Wilson Wenas Gelisah akan Tragedi Sel Surya

Jean Rizal Layuck
PERASAAN galau bercampur waswas menghinggapi Wilson Walery Wenas PhD ketika berbincang dengan Kompas, Senin (15/12), tentang masa depan listrik tenaga surya di Indonesia. Kepala Laboratorium Riset Semikonduktor Institut Teknologi Bandung ini menyatakan, nasib teknologi listrik tenaga surya yang dikuasai ITB bakal tidak ada manfaatnya apabila pemerintah terlambat menurunkan kebijakan pengembangannya.

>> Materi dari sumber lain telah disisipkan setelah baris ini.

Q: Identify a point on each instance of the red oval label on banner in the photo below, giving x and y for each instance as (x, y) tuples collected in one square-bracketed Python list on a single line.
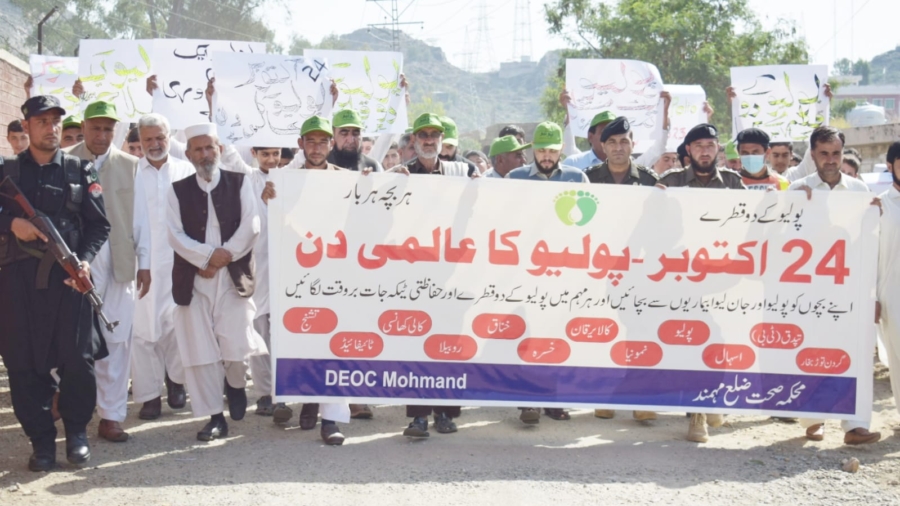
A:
[(636, 353), (357, 344), (450, 347), (404, 323), (683, 332), (542, 350), (310, 320), (729, 356), (498, 326), (776, 335), (823, 360), (592, 330)]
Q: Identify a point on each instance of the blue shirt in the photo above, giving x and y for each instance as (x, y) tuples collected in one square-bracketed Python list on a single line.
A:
[(564, 173)]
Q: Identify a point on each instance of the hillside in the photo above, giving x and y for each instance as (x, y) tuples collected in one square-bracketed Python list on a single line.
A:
[(473, 100)]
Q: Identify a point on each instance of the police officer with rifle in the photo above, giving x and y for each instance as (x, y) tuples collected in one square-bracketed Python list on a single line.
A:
[(46, 315)]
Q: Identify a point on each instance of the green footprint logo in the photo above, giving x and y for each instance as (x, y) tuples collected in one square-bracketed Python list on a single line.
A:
[(575, 207)]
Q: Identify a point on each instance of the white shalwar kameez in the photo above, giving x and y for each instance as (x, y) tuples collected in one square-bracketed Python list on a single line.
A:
[(889, 284), (154, 349), (215, 332)]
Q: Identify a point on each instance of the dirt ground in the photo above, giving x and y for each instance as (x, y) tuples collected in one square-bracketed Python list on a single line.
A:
[(493, 459)]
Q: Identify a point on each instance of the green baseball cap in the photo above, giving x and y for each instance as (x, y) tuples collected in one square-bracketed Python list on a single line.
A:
[(451, 134), (316, 124), (548, 135), (507, 144), (603, 117), (348, 118), (71, 121), (101, 109), (731, 151), (427, 120)]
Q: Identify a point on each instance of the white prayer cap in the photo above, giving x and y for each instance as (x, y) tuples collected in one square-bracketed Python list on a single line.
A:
[(201, 129)]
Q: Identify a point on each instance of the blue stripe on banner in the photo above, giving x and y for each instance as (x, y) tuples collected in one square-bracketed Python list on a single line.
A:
[(533, 385)]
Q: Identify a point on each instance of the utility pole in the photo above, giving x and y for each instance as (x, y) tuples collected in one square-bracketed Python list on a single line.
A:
[(41, 29), (394, 15)]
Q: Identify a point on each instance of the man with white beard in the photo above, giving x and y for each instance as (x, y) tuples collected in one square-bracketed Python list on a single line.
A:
[(154, 355), (212, 226), (888, 308)]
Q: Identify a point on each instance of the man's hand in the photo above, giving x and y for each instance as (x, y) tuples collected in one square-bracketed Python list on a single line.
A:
[(151, 84), (334, 92), (26, 231), (220, 258), (83, 273), (876, 201), (268, 192), (808, 191), (78, 89), (143, 282), (208, 273)]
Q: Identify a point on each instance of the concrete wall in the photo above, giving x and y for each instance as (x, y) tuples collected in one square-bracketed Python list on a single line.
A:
[(13, 73), (872, 142)]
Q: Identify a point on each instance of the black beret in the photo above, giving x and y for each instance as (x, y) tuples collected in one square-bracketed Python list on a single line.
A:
[(753, 136), (41, 103), (618, 126), (701, 131)]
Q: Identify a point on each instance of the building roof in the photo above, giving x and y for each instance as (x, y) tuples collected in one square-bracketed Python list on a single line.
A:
[(871, 89)]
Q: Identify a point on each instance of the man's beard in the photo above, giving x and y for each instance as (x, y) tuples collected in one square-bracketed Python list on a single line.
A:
[(208, 168), (420, 152), (155, 158), (547, 171), (701, 169)]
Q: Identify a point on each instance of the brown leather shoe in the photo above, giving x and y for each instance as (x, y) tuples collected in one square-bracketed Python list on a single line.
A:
[(112, 431), (151, 410), (308, 416), (860, 436), (361, 412), (816, 432)]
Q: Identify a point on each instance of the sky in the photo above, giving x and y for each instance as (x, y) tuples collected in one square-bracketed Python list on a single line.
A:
[(864, 28)]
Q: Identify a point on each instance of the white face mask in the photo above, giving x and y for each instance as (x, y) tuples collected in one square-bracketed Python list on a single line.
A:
[(753, 163)]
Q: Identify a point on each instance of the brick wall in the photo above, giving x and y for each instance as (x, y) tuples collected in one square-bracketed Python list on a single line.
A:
[(13, 73)]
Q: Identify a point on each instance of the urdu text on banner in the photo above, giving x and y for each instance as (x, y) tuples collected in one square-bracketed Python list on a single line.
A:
[(432, 290)]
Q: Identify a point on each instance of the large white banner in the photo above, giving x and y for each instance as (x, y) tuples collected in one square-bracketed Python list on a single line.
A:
[(628, 88), (685, 112), (395, 289), (263, 99), (117, 71), (369, 82), (55, 75), (786, 101), (183, 68)]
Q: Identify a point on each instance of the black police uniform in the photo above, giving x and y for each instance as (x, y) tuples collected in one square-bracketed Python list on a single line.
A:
[(44, 323)]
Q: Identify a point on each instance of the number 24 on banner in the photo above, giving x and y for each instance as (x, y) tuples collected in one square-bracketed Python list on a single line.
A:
[(834, 255)]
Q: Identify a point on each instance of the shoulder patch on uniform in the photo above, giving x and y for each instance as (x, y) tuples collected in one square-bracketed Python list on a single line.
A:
[(673, 170)]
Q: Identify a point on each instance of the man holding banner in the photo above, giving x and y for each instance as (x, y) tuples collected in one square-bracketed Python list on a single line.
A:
[(826, 150)]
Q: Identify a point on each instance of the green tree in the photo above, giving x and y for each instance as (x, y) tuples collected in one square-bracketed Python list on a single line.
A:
[(690, 41), (135, 19)]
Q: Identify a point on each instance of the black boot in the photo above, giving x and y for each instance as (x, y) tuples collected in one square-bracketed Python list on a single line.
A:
[(77, 449), (43, 457), (237, 401)]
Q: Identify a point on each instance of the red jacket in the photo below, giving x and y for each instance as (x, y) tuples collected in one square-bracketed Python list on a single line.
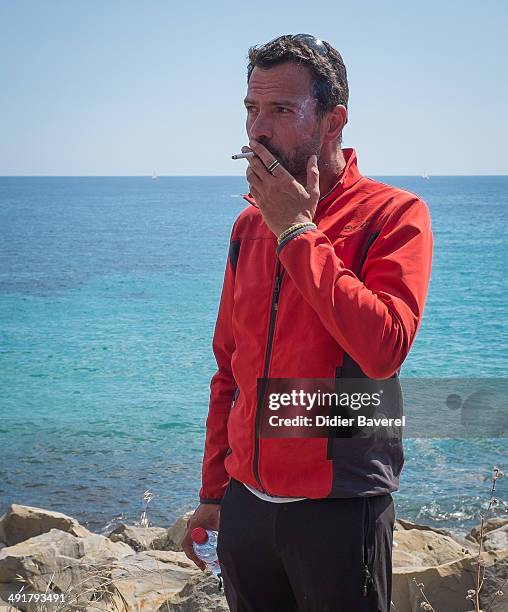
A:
[(295, 312)]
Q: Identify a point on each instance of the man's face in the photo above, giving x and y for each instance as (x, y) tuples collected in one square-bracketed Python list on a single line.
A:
[(281, 115)]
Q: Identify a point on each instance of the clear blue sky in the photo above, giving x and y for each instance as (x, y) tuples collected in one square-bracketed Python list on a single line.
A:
[(117, 87)]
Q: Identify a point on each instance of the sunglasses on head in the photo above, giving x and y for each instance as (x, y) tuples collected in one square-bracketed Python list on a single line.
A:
[(311, 41)]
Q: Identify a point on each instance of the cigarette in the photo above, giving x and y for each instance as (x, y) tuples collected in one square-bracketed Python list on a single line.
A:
[(243, 155)]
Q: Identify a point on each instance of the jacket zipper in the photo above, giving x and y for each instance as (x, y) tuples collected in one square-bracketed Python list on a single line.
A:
[(268, 353)]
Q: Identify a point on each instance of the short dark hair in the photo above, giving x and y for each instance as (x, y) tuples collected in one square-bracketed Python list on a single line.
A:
[(328, 72)]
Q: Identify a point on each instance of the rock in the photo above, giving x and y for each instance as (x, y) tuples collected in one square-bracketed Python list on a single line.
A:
[(5, 606), (22, 522), (68, 564), (403, 524), (147, 580), (446, 585), (496, 539), (177, 531), (200, 593), (141, 538), (424, 548), (489, 525)]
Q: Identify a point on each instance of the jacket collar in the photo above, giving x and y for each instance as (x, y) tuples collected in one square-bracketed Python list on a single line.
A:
[(346, 179)]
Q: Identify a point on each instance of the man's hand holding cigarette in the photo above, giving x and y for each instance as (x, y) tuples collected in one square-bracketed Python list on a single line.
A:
[(282, 200)]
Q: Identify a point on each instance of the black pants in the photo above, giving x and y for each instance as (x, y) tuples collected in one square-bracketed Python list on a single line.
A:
[(315, 555)]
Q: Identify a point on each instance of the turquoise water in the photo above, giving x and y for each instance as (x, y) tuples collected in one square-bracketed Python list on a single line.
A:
[(108, 297)]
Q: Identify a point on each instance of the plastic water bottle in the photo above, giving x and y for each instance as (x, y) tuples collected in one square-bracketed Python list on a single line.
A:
[(204, 543)]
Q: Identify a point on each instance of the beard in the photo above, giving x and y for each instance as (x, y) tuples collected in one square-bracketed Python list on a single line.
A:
[(295, 161)]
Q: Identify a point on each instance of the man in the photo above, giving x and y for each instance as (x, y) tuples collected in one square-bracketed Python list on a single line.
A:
[(326, 278)]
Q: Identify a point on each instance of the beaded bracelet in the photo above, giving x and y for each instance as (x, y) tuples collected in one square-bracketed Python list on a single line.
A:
[(293, 228)]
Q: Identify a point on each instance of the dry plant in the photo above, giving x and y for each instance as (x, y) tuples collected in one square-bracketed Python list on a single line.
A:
[(96, 581), (474, 594)]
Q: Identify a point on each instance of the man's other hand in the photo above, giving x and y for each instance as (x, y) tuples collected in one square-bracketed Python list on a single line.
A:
[(206, 516)]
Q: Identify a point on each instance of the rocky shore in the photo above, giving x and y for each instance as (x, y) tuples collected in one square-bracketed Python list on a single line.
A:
[(144, 570)]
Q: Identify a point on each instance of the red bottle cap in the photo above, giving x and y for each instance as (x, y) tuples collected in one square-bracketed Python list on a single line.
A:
[(199, 535)]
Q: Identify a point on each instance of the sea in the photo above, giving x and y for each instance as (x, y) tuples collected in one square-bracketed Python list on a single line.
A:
[(109, 289)]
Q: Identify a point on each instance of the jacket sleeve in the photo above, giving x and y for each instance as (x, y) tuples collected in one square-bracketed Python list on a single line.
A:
[(222, 386), (375, 320)]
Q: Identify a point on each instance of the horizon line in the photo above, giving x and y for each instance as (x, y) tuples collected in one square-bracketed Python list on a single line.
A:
[(159, 176)]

Ironisnya lagi, tutur Wilson, jika kemudian Indonesia yang memiliki potensi tinggi di bidang teknologi sel surya (solar cell) ini lalu cuma jadi pasar potensial dari negara tetangga, seperti Thailand, Korea, dan Jepang, yang giat mengembangkan teknologi ini.
“Kalau pemerintah terlambat menurunkan kebijakan pengembangan listrik tenaga surya seperti halnya saat pemerintah enggan memanfaatkan teknologi telepon seluler (handphone/HP) yang dikuasai ITB sejak 15 tahun lalu, sudah dapat diduga nasib teknologi solar cell ini akan sama dengan teknologi HP. Indonesia hanya akan menjadi pasar bagi negara produsen solar cell. Ini namanya tragedi,” kata Wilson
PERKEMBANGAN pesat sedang terjadi pada teknologi listrik tenaga surya. Pada saat Jepang mulai mengembangkan pada tahun 1974, harganya berkisar 20.000 yen per watt peak (Wp). Tahun 1985, harga turun menjadi 1.000 yen per Wp, dan dengan kemajuan pesat dalam riset dan pengembangan teknologi, harga per Wp turun lagi saat ini mencapai 140 yen.

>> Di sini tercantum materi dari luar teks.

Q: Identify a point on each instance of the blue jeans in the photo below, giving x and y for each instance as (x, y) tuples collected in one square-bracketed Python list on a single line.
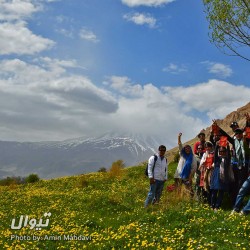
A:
[(239, 199), (155, 192), (216, 198)]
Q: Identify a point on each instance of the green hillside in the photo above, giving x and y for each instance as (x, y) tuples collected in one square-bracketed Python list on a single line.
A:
[(105, 211)]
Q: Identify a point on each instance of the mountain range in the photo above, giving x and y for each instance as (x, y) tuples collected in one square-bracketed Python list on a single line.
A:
[(74, 156), (84, 155)]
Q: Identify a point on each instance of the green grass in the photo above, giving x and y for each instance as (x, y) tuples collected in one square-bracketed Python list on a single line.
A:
[(110, 211)]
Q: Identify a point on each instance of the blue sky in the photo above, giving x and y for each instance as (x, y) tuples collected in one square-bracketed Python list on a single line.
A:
[(84, 67)]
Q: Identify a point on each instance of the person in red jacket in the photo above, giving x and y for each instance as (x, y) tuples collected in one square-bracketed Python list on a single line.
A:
[(201, 142)]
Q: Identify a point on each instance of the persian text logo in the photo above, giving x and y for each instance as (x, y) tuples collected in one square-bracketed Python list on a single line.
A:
[(33, 223)]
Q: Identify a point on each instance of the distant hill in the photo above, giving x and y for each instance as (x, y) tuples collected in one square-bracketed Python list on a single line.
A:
[(75, 156), (238, 116)]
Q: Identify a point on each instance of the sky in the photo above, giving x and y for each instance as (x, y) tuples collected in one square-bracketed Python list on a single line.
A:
[(82, 68)]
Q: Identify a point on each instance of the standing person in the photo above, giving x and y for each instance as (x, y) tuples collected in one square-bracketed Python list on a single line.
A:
[(186, 166), (157, 174), (241, 156), (198, 156), (234, 125), (222, 175), (201, 141), (244, 191), (206, 168)]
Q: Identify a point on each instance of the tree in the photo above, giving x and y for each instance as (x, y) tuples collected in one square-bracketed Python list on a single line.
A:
[(229, 25)]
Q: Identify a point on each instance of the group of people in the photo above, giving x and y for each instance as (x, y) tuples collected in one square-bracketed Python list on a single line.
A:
[(218, 165)]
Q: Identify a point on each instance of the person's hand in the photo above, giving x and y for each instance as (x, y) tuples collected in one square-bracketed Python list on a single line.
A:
[(152, 180), (247, 117)]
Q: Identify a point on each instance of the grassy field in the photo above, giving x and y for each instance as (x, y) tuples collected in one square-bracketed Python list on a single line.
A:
[(105, 211)]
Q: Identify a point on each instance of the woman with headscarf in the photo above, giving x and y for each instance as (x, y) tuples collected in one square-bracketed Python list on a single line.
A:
[(206, 168), (186, 165), (222, 175)]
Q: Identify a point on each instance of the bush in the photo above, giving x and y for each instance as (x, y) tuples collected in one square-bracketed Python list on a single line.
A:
[(12, 181)]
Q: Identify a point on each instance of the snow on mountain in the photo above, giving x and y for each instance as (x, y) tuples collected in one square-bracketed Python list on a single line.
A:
[(73, 156)]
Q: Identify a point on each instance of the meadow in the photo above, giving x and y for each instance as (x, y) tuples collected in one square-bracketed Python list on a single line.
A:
[(105, 211)]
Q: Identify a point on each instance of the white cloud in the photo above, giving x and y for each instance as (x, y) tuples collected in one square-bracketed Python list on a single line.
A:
[(141, 19), (18, 9), (135, 3), (41, 101), (44, 100), (17, 39), (174, 68), (219, 69), (88, 35), (215, 98), (124, 86)]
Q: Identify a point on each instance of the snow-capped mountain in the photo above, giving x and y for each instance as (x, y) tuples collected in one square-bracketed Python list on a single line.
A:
[(74, 156)]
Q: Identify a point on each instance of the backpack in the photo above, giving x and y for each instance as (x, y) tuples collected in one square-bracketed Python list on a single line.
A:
[(146, 169)]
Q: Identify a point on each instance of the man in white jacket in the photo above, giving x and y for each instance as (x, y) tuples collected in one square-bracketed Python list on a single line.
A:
[(157, 174)]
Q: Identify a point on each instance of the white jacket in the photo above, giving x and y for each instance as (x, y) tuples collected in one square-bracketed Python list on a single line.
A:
[(160, 169)]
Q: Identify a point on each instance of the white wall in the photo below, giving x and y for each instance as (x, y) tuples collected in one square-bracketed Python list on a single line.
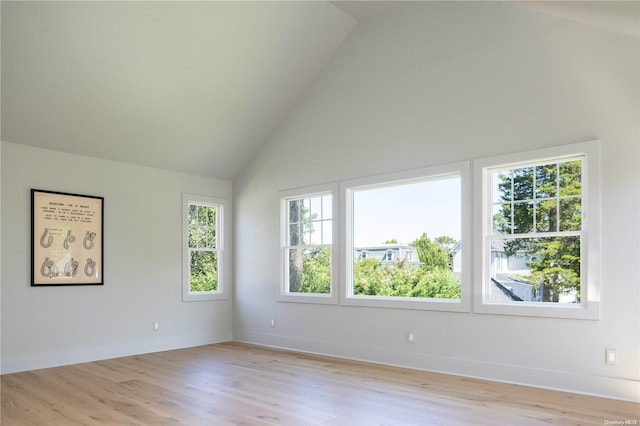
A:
[(433, 83), (47, 326)]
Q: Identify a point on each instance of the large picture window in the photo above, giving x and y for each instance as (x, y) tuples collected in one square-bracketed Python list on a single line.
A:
[(308, 234), (204, 248), (536, 237), (407, 242)]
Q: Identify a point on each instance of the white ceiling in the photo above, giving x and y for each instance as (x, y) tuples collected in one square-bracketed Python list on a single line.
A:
[(189, 86), (194, 87)]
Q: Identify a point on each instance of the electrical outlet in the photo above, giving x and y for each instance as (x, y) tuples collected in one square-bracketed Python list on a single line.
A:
[(611, 357)]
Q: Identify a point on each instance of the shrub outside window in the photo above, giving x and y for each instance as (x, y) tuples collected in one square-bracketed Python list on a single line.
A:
[(537, 235), (407, 239), (308, 234), (204, 248)]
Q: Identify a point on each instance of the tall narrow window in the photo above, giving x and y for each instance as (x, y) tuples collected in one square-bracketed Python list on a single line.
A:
[(535, 231), (203, 263), (308, 245), (407, 240)]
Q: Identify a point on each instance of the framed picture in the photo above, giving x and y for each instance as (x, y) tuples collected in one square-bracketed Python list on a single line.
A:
[(66, 239)]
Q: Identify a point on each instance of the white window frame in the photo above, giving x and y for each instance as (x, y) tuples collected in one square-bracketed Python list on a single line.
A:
[(285, 295), (461, 169), (588, 308), (223, 217)]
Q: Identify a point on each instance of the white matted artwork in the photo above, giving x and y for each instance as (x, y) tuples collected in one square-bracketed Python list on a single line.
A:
[(66, 239)]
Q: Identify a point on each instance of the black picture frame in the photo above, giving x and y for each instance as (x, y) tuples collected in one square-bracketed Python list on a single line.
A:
[(67, 239)]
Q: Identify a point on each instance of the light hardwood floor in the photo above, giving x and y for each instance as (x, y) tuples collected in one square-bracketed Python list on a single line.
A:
[(240, 384)]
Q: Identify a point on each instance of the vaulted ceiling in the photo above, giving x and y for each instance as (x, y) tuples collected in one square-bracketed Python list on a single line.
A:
[(194, 87)]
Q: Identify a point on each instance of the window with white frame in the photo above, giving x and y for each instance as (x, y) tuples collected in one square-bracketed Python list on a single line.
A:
[(204, 248), (407, 239), (538, 240), (308, 235)]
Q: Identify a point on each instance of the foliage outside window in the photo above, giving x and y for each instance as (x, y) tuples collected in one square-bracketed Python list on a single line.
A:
[(308, 235), (405, 240), (535, 246), (204, 248)]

Harga ini masih lebih mahal dari harga listrik konvensional sebesar 100 yen per Wp, tetapi mulai tahun 2020 harga pembangkitan listrik sel surya ini sudah bisa lebih murah 50 persen dari listrik konvensional.
Wilson yang juga Wakil Direktur Basic Science Center Fakultas Matematika dan Ilmu Pengetahuan Alam Institut Teknologi Bandung (ITB) mengatakan, dengan total intensitas penyinaran rata-rata 4,5 kWh per meter persegi per hari, Indonesia tergolong kaya sumber energi Matahari. Di samping itu, karena letaknya di khatulistiwa, Matahari bersinar di Indonesia per tahun berkisar 2.000 jam.
Sementara itu, menurut data tahun 1997 dari Ditjen Listrik dan Pengembangan Energi, kapasitas terpasang listrik tenaga surya di Indonesia baru mencapai 0,88 MW dari potensi yang tersedia 1,2 x 109 MW29.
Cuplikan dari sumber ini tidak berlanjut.